Airbus has made the inevitable decision to cut production rates of all types as from this month, it announced on April 8. The unprecedented impact of Covid-19 on air travel has airlines running to seek delivery deferrals and in some cases outright cancelations, although the March figures show only modest numbers.
During a March webcast, CEO Guillaume Faury told analysts that Airbus was studying the effects of the coronacrisis on the reliability of its supplier network and on the order book.
In the updated rates, production of the A320neo-family will be stabilized at 40 per month. This compares to the original rate 60 which was planned for this summer, with a gradual step to rate 63 next year.
Airbus confirmed to Reuters on April 10 that it has postponed plans for a new A321neo production line in Toulouse. The extra capacity in the current A380 assembly hall would alleviate Hamburg but is not needed at reduced production rates. It also saves Airbus an unspecified amount of investments.
The A330neo will be produced at a rate two per month instead of four announced only last February, which already was a reduction from rate six that was originally planned.
The A350 sees a revised rate of six per month instead of ten.
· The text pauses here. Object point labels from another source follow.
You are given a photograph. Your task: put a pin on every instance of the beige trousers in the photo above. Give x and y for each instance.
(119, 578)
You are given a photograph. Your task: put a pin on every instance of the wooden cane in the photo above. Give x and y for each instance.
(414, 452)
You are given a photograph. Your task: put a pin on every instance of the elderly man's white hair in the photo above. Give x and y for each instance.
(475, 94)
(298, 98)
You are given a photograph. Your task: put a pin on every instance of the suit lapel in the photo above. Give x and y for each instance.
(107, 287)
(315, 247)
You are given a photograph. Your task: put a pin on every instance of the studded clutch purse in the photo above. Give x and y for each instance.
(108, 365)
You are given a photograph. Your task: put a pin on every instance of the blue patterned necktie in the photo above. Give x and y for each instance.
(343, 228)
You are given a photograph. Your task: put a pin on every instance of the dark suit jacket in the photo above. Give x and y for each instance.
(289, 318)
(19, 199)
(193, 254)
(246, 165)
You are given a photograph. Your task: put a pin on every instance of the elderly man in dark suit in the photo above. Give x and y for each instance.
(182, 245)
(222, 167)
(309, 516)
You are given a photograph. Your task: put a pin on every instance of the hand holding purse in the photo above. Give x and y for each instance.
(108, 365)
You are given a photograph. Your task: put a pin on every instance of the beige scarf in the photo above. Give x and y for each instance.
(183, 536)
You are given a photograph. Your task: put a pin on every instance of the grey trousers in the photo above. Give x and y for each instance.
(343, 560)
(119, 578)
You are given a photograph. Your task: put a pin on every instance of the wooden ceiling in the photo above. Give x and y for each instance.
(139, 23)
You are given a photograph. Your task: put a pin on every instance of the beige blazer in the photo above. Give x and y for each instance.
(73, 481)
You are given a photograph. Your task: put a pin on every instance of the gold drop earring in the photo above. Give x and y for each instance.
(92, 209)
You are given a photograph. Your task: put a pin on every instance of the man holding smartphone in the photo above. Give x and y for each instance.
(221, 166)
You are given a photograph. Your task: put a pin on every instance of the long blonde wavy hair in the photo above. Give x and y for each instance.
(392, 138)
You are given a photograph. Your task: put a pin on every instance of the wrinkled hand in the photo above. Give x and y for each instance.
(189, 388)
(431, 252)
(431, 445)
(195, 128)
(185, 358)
No changes were announced for the A220 which last year reached rate four per month, but Airbus says the production rate of the type is under review. The A220 is produced at Mirabel (Montreal) and assembled at Mobile (Alabama).
Modest cancelations, but they are deceptive
In Q1 2020, Airbus recorded 356 gross orders and 290 net orders, resulting in 66 cancelations. These include 16 A220-300s from SaudiGulf, six A320neo’s, and two A321neo’s from Avolon. Kuwait Airways reduced its order for the A350-900 from ten to five. Latam also cuts its A350-order: from 17 to 13 -900s and from eight to two -1000s.
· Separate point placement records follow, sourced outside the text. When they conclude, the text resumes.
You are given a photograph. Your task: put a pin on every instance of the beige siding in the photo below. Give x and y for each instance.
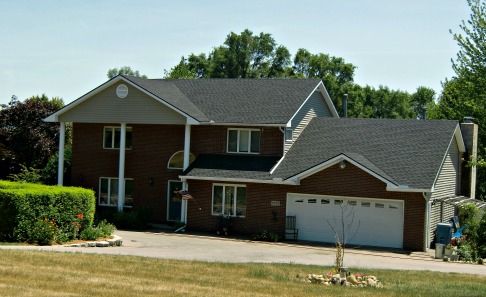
(314, 107)
(447, 184)
(136, 108)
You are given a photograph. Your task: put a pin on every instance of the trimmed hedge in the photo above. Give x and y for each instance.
(42, 214)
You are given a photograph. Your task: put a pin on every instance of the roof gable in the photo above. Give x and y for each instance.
(220, 101)
(405, 153)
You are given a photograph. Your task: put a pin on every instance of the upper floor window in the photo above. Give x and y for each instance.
(244, 141)
(177, 160)
(111, 138)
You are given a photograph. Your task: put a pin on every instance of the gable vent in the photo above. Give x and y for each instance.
(122, 91)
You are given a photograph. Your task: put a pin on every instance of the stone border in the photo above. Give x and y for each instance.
(113, 242)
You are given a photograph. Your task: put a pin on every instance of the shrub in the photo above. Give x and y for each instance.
(21, 204)
(43, 232)
(104, 229)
At the same time, AerCap revised its A320neo order from 158 to 183 and the one for the A321neo from 108 to 133. Aviation Capital swapped orders for three A320neo’s to A321neo’s.
At first sight, it looks like the crisis has been kind to Airbus so far, but the reduction in rates confirms that long-term the airframer is expecting a drastic change in the market. In early March, Faury said that especially A320neo production has been overbooked. On March 31, the backlog of the family stood at 6.159.
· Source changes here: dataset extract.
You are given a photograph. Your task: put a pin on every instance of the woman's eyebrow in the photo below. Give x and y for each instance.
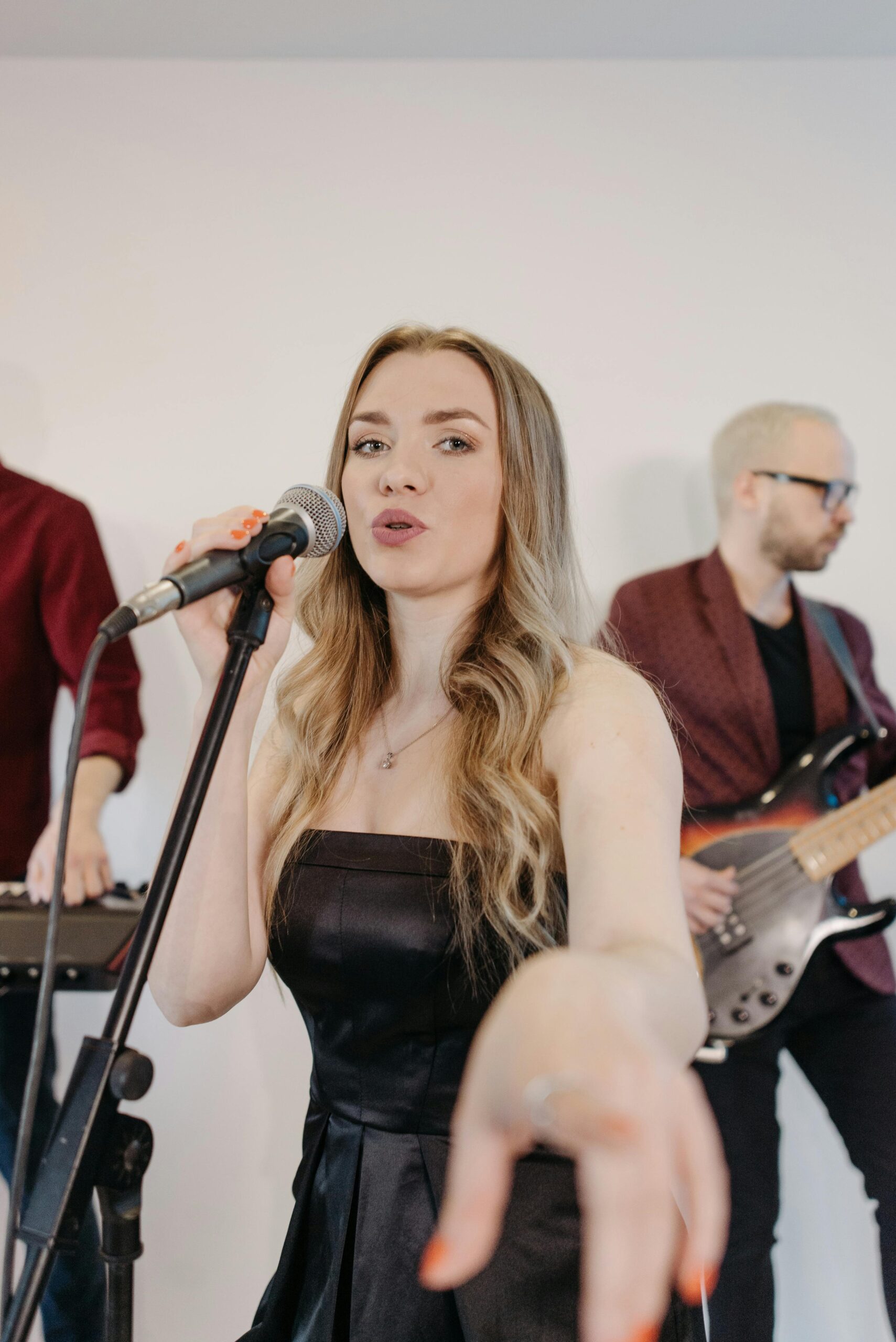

A major indication is what lessors will be doing: they are as what Faury described as the ‘shock absorbers of the market. So far, only Avolon has reported cancelations (including four A330-900s) but in a trading update on Q1 on April 8, Air Lease Corporation (ALC) failed to mention any changes.
Airbus is in negotiations with unions about “the most appropriate social measures to adapt to this new and evolving situation.” Earlier this week, the airframer said it will suspend production at its German sites in Bremen until April 27 and Stade until April 11, as well as in Mobile (Alabama) until April 29. This was done in response to several factors related to the Covid-19 situation, such as high inventory levels in the sites and government recommendations that have an impact on the production flow.